A Twilight Musing
As on every July 4, we heard a lot earlier this week about “freedom,” which in the context of the holiday refers to the political freedom gained by the American colonies breaking away from an oppressive British government. The justification for that action was eloquently and nobly expreessed by a Declaration of Independence. However, “freedom” is often used more for its emotive content than its precise definition. It frequently embodies a self-congratulatory attitude, as in identifying the U. S. as one of the nations of “the Free World.” The term also commonly refers to the rights of individuals to do as they wish, being under no legal restrictions in making their choices, as in the popular catch-phrase, “a woman’s right to choose,” referring to abortion. However, as the founders of our republic understood, the exercise of freedom requites a foundation of moral law.
The Bible has a great many references to freedom, but they are not primarily (and sometimes not at all) concerned with political or civil freedoms. In fact, the concepts they convey are often counterintuitive to human reason, for, particularly in the New Testament, they are presenting the paradox of people who are apparently politically or personally free being in bondage, while the freedom that God wants to give His people is spoken of as slavery. In fact, our fallen human condition means that we are enslaved in our natural state, and that our only deliverance from that bondage is to become slaves to Christ:
But thanks be to God, that you who were once slaves of sin have become obedient from the heart to the standard of teaching to which you were committed, and, having been set free from sin, have become slaves of righteousness. I am speaking in human terms, because of your natural limitations. For just as you once presented your members as slaves to impurity and to lawlessness leading to more lawlessness, so now present your members as slaves to righteousness leading to sanctification. When you were slaves of sin, you were free in regard to righteousness. But what fruit were you getting at that time from the things of which you are now ashamed? The end of those things is death. But now that you have been set free from sin and have become slaves of God, the fruit you get leads to sanctification and its end, eternal life. (Rom 6:17-22)

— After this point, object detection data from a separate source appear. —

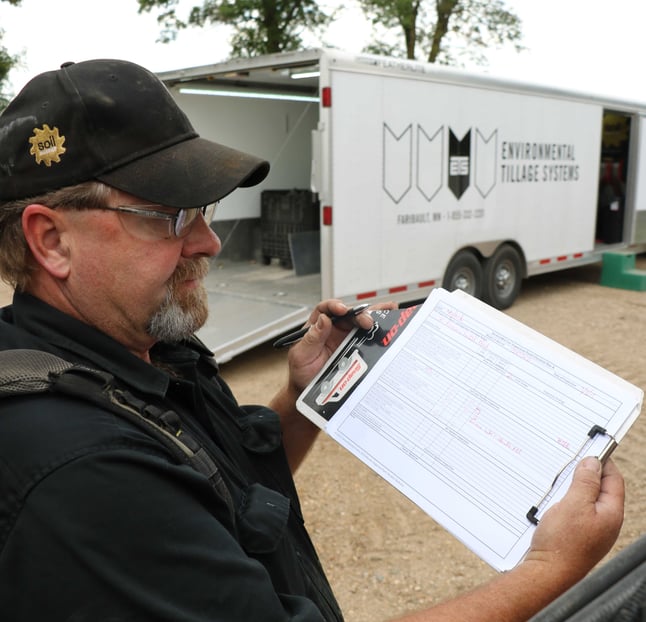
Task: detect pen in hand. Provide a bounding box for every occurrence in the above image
[273,304,370,348]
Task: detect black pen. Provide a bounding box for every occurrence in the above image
[274,303,370,348]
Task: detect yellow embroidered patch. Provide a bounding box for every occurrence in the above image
[29,123,66,166]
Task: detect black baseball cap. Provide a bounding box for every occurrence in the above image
[0,60,269,208]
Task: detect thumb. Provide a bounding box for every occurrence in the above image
[570,456,602,504]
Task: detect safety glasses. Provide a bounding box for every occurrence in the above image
[100,203,217,240]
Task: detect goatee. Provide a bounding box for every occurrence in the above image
[148,257,209,343]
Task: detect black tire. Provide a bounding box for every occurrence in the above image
[442,251,483,298]
[482,244,523,309]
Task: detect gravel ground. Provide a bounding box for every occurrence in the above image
[222,258,646,622]
[0,257,646,622]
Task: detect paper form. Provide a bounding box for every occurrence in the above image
[298,289,642,570]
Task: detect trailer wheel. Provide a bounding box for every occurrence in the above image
[483,244,522,309]
[442,251,483,298]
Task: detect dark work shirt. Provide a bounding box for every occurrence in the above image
[0,294,342,622]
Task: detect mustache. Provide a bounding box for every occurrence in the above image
[168,257,210,291]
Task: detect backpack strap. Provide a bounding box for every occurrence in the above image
[0,349,235,522]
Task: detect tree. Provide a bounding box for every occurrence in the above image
[0,0,22,110]
[359,0,522,64]
[137,0,332,57]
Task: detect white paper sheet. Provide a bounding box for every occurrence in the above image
[299,289,643,570]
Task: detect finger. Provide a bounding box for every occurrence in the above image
[569,456,602,505]
[599,460,626,510]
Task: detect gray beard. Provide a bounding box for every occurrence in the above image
[148,295,203,343]
[148,257,209,343]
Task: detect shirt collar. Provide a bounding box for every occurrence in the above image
[0,292,212,397]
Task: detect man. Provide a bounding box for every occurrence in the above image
[0,60,624,622]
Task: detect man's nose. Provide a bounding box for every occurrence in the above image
[182,214,222,257]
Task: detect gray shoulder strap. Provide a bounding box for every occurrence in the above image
[0,349,233,516]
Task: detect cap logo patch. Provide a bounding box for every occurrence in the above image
[29,123,66,166]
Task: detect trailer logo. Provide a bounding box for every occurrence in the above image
[449,129,471,199]
[383,123,498,203]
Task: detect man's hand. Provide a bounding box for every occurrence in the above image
[526,458,624,583]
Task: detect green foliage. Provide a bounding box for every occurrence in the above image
[137,0,331,57]
[0,0,22,111]
[359,0,522,64]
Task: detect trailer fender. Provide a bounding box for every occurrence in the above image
[482,242,527,309]
[442,248,484,298]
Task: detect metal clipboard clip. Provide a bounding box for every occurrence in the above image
[525,425,618,525]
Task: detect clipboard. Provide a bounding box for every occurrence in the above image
[297,289,643,571]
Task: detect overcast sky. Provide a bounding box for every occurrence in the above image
[0,0,646,102]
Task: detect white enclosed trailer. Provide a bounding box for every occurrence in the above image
[159,50,646,361]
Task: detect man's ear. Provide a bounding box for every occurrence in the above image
[22,203,70,279]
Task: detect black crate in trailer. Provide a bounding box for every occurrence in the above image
[260,189,320,269]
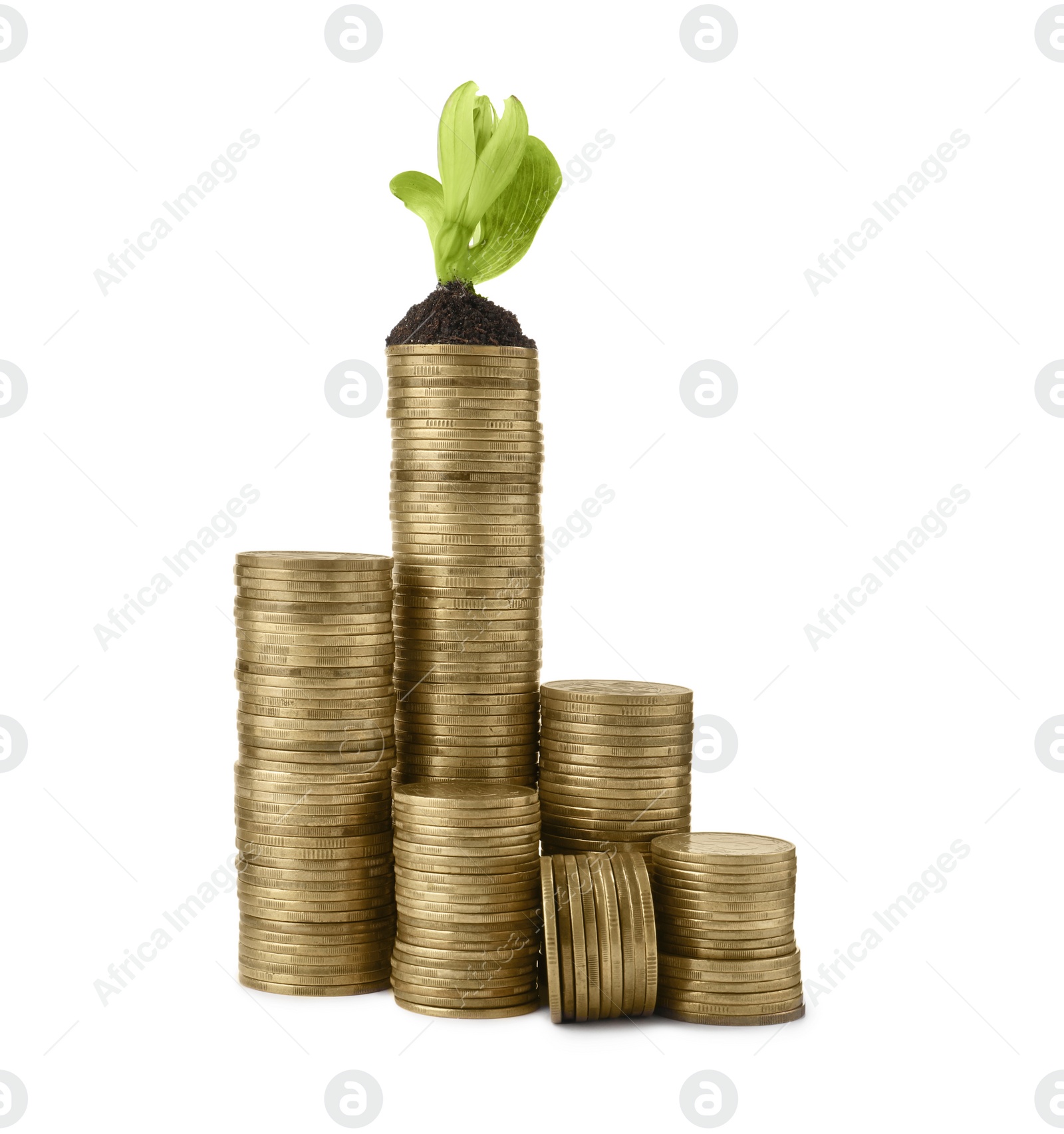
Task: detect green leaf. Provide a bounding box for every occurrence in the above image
[457,136,561,283]
[473,94,499,156]
[390,82,561,285]
[462,95,529,229]
[388,169,444,241]
[437,80,476,223]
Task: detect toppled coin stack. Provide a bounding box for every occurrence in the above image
[391,782,540,1020]
[652,832,805,1025]
[540,851,658,1024]
[235,551,395,996]
[387,346,543,785]
[540,680,693,863]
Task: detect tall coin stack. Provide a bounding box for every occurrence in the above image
[652,832,805,1025]
[391,782,540,1020]
[540,851,658,1024]
[387,346,543,785]
[540,680,693,863]
[235,551,395,996]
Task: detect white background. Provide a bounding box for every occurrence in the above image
[0,0,1064,1132]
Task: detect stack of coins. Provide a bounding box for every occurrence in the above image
[235,551,395,996]
[652,832,805,1025]
[540,680,693,863]
[387,346,543,785]
[540,851,658,1024]
[391,782,540,1020]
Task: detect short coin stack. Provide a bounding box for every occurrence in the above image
[391,782,540,1020]
[652,832,805,1025]
[540,851,658,1024]
[540,680,692,863]
[387,346,543,785]
[235,551,395,996]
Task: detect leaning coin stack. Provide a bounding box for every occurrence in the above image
[387,346,543,785]
[540,851,658,1024]
[391,782,540,1020]
[540,680,693,863]
[235,551,395,996]
[652,832,805,1025]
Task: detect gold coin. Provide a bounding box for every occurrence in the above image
[395,996,539,1020]
[574,855,601,1020]
[654,831,795,870]
[582,855,622,1020]
[233,590,391,621]
[543,736,691,768]
[565,855,589,1023]
[233,563,391,585]
[657,1004,805,1026]
[614,851,657,1016]
[241,972,390,996]
[658,949,802,980]
[236,579,391,615]
[654,859,796,889]
[628,854,658,1016]
[241,911,395,949]
[540,859,561,1024]
[236,551,391,571]
[233,603,391,634]
[233,576,391,602]
[609,854,646,1016]
[540,680,694,706]
[551,855,577,1021]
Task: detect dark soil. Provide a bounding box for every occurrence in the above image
[384,280,535,347]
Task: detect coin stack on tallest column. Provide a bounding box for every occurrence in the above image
[387,345,543,785]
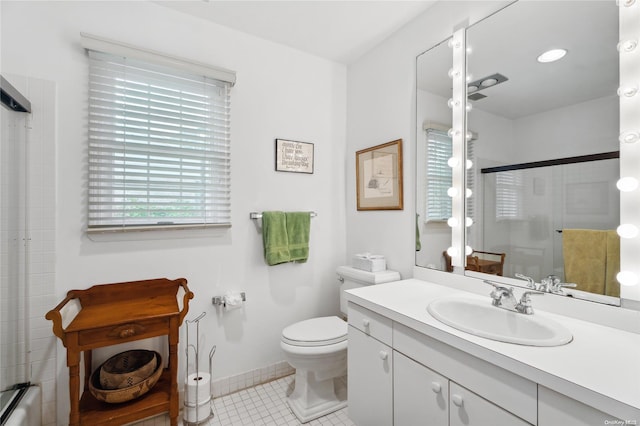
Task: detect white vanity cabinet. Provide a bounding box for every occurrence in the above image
[393,351,449,426]
[393,351,530,426]
[347,304,394,426]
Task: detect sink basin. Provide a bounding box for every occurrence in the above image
[427,296,573,346]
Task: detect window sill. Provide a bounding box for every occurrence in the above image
[86,224,231,242]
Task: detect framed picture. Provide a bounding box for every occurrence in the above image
[276,139,313,173]
[356,139,403,210]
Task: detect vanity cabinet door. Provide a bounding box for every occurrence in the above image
[393,351,449,426]
[449,382,532,426]
[347,325,393,426]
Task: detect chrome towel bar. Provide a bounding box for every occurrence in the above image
[249,212,318,220]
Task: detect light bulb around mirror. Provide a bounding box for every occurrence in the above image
[447,129,460,138]
[447,99,460,108]
[618,39,638,52]
[618,86,638,98]
[619,130,640,143]
[616,223,638,238]
[616,271,638,286]
[616,176,638,192]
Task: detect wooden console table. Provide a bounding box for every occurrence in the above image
[45,278,193,426]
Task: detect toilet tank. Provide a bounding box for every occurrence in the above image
[336,266,400,316]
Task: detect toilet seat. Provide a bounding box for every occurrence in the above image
[282,316,348,346]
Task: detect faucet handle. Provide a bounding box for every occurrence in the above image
[516,273,536,289]
[516,291,544,315]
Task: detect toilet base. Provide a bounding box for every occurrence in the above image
[287,370,347,423]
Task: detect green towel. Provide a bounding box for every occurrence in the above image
[285,212,311,263]
[262,211,291,265]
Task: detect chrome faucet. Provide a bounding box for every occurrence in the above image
[484,280,544,315]
[515,273,577,294]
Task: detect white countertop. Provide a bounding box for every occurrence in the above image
[347,279,640,420]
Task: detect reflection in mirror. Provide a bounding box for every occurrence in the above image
[416,40,452,270]
[466,1,620,304]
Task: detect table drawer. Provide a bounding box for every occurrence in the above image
[78,318,169,348]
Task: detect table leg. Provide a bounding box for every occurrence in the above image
[67,351,80,426]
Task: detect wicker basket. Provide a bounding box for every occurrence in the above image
[100,349,157,389]
[89,351,163,404]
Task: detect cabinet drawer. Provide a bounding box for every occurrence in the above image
[449,382,536,426]
[347,302,393,346]
[393,323,538,424]
[78,318,169,349]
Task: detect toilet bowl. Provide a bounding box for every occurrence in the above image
[280,266,400,423]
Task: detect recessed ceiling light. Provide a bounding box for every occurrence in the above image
[538,49,567,64]
[480,78,498,87]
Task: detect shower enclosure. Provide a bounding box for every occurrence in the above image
[0,76,56,425]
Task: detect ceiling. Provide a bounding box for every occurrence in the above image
[155,0,436,64]
[418,1,619,119]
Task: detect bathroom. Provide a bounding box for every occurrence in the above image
[0,1,640,424]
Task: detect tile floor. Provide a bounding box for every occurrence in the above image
[135,375,354,426]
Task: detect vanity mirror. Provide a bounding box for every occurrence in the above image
[416,1,620,304]
[416,39,452,270]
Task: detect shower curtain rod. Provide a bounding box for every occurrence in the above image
[480,151,620,174]
[0,75,31,112]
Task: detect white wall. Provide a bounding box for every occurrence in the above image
[346,1,508,277]
[0,1,352,424]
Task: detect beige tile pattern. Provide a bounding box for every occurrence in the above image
[135,375,354,426]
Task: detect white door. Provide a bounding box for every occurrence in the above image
[347,326,393,426]
[393,351,449,426]
[449,382,532,426]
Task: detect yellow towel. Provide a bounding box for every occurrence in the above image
[562,229,607,294]
[604,231,620,297]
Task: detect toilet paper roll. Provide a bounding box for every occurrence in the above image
[224,291,242,311]
[184,371,211,406]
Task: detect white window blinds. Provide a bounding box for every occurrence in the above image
[496,170,524,220]
[425,129,452,222]
[88,50,231,232]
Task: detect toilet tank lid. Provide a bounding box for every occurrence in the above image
[336,266,400,284]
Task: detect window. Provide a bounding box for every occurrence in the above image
[426,129,452,222]
[495,170,524,220]
[88,40,231,232]
[426,128,475,221]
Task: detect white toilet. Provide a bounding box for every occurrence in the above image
[280,266,400,423]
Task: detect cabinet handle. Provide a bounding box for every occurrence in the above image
[451,394,464,407]
[120,328,136,339]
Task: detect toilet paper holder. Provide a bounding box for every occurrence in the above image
[211,291,247,308]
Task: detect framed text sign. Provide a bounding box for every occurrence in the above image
[356,139,403,210]
[276,139,313,173]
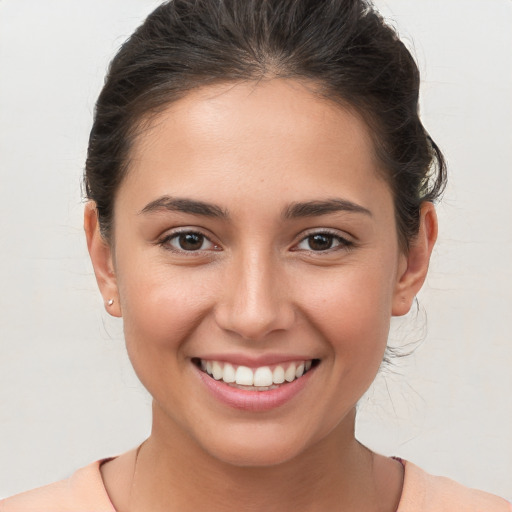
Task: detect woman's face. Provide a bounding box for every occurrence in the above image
[88,80,432,465]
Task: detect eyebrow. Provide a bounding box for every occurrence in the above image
[139,196,228,219]
[283,199,372,219]
[139,196,372,219]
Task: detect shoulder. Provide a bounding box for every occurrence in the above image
[398,461,512,512]
[0,460,115,512]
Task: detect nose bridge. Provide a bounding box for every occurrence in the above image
[217,247,294,340]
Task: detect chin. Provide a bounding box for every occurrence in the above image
[198,426,312,467]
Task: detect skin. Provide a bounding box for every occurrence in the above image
[85,79,437,512]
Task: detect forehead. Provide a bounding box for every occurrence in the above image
[121,79,390,208]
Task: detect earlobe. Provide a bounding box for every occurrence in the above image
[84,201,122,317]
[392,202,437,316]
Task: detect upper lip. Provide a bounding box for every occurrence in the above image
[193,353,318,368]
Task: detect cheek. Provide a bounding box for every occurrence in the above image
[118,251,215,349]
[292,265,393,364]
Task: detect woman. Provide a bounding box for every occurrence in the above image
[0,0,511,512]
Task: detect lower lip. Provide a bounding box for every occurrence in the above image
[196,367,315,412]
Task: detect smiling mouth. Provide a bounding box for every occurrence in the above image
[192,357,320,391]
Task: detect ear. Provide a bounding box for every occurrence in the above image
[84,201,122,317]
[392,202,437,316]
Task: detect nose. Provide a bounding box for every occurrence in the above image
[215,250,295,341]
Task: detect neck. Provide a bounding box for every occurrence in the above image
[113,404,401,512]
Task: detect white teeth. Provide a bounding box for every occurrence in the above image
[254,366,272,386]
[272,366,284,384]
[222,363,236,384]
[212,361,224,380]
[235,366,254,386]
[199,359,312,391]
[284,363,296,382]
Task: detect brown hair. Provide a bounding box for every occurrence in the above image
[84,0,446,250]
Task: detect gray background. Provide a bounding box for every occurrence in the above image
[0,0,512,499]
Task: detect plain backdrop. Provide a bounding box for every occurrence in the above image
[0,0,512,500]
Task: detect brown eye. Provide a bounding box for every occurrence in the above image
[162,231,216,252]
[293,232,354,252]
[307,233,334,251]
[178,233,204,251]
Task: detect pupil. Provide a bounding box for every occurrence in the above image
[309,235,332,251]
[179,233,204,251]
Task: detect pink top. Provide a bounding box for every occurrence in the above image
[0,452,512,512]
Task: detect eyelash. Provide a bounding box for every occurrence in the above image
[158,229,219,256]
[293,229,354,255]
[158,229,354,256]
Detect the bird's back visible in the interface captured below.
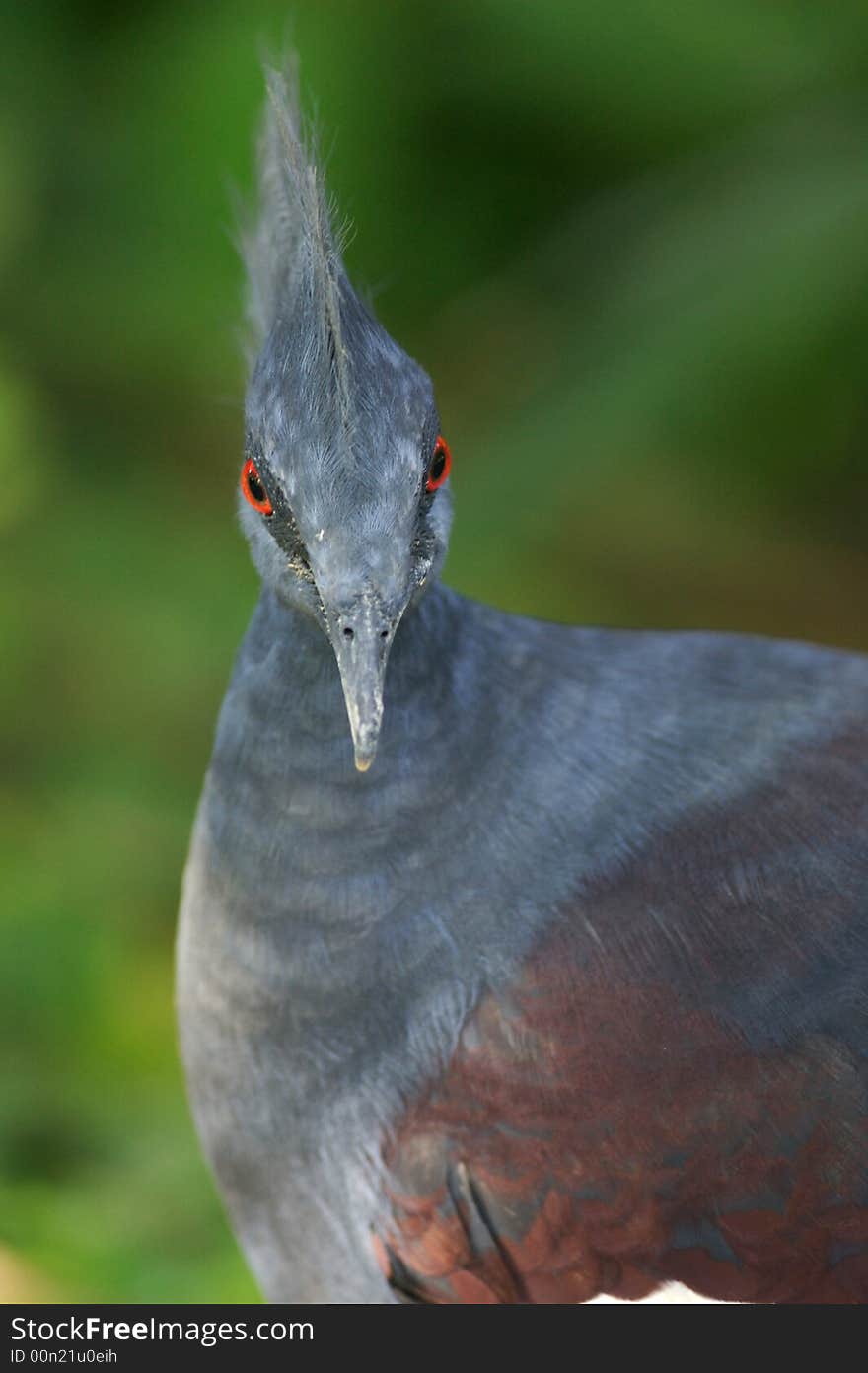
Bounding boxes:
[182,589,868,1300]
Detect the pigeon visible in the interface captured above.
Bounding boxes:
[178,69,868,1304]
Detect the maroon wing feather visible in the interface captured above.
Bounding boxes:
[378,724,868,1303]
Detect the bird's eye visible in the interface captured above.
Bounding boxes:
[424,434,452,491]
[242,458,274,515]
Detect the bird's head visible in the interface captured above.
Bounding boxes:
[239,73,451,771]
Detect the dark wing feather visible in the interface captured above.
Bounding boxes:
[381,733,868,1302]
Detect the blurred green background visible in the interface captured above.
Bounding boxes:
[0,0,868,1302]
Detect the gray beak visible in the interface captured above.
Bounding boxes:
[328,592,397,771]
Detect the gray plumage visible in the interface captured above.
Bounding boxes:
[179,73,868,1302]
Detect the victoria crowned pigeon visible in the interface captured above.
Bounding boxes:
[179,73,868,1303]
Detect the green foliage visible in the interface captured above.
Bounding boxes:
[0,0,868,1302]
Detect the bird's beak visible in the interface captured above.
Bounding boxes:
[328,592,397,771]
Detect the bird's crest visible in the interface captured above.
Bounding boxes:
[242,63,357,427]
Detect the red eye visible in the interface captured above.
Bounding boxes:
[242,458,274,515]
[424,434,452,491]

This is worlds away from the idea of “freedom” as something we have a right to. Jesus made this distinction clear when he imparted His radical truth to the Jewish leaders:
So Jesus said to the Jews who had believed in him, "If you abide in my word, you are truly my disciples, and you will know the truth, and the truth will set you free." They answered him, "We are offspring of Abraham and have never been enslaved to anyone. How is it that you say, 'You will become free'?" Jesus answered them, "Truly, truly, I say to you, everyone who commits sin is a slave to sin. The slave does not remain in the house forever; the son remains forever. So if the Son sets you free, you will be free indeed.
Freedom, Jesus tells them, is not something they can claim as a part of their “rights” as Israelites, children of Abraham. Rather, it is something granted by the Son of God, completely His to give or withhold. As Paul says, the only thing we fallen humans can claim as our “right” is death, whereas “the free gift of God is eternal life in Christ Jesus our Lord” (Rom. 6:23).
It’s appropriate to celebrate the anniversary of the founding of our “free” country, with its constitutionally defined Bill of Rights. But no amount of political or personal freedom in the society of mankind can bring us the freedom that we most need, the God-defined and grace-granted freedom “from the law of sin and death” (Rom. 8:2). Let us principally rejoice in that which makes us “free indeed.”